2006 HSR&D National Meeting Abstract
3015 — Spirometry as a Biomotivator to Improve Smoking Cessation Rates: Results from Randomized Trials
Wilt TJ (Center for Chronic Disease Outcomes Research, Minneapolis, MN)
Niewoehener D (VA Medical Center, Minneapolis, MN)
Kane RL (University of Minnesota, Minneapolis, MN)
Rutks I (Center for Chronic Disease Outcomes Research, Minneapolis, MN)
Tacklind J (Center for Chronic Disease Outcomes Research, Minneapolis, MN)
MacDonald R (Center for Chronic Disease Outcomes Research, Minneapolis, MN)
Joseph AM (Center for Chronic Disease Outcomes Research, Minneapolis, MN)
Smoking cessation is the most important factor in preventing the development of airflow obstruction and symptomatic chronic obstructive pulmonary disease, and reducing progression of disease. Even relatively small improvements in smoking cessation could have wide spread health benefits. Spirometric testing in primary care settings has been advocated as a motivational tool to improve smoking cessation and maintain abstinence, but its effectiveness is not known. We conducted a systematic review to determine if spirometry testing improves rates of smoking cessation.
We searched MEDLINE (1966-July 2005) and the Cochrane Library and consulted experts in the field. Eligible randomized controlled trials enrolled at least 25 smokers per arm, evaluated spirometry alone or in combination with other treatments, followed subjects at least 6 months, and provided smoking abstinence rates. Study patient characteristics and outcomes were extracted by trained abstractors. The primary outcome was biologically validated long-term (> 6 months) sustained abstinence. Additional outcomes included self reported abstinence and point prevalent abstinence.
Seven RCT (n=6,052 subjects) met eligibility criteria. Follow-up duration ranged from 9-36 months. In 6 trials, the intervention group received concomitant treatments previously demonstrated to independently increase cessation beyond counseling. The range of abstinence was 3-14% for controls and 7-39% among intervention groups, statistically significant in favor of intervention in 4 studies. The only study that assessed the independent contribution of spirometry in combination with counseling demonstrated a non-significant 1% improvement in patient reported point-prevalent abstinence at 12 months (6.5% vs. 5.5%) in the group that received spirometry plus counseling versus counseling alone. Cessation rates were less than in the control group that also received nicotine replacement therapy (7.5%). There were no data regarding cessation rates according to race, gender, spirometric or symptom status.

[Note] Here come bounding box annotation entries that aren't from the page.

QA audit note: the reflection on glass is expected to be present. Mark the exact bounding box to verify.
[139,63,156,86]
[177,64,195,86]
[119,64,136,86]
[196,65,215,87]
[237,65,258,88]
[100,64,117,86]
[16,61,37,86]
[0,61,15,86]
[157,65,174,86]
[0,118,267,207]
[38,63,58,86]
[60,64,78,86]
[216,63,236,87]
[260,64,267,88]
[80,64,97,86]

Available evidence is insufficient to determine if spirometry among current smokers improves smoking cessation. However, information from observational studies of spirometry and randomized trials of other biomotivators suggests that any potential effect is likely to be small.
Routine spirometric testing among all current or former smokers has the potential to serve as a biomotivator to improve smoking cessation or maintain abstinence. However, it would require considerable clinical resources to implement and may not be effective. Prior to widespread use of spirometric testing in primary care settings, randomized controlled trials should be conducted to assess its effectiveness for improving smoking cessation.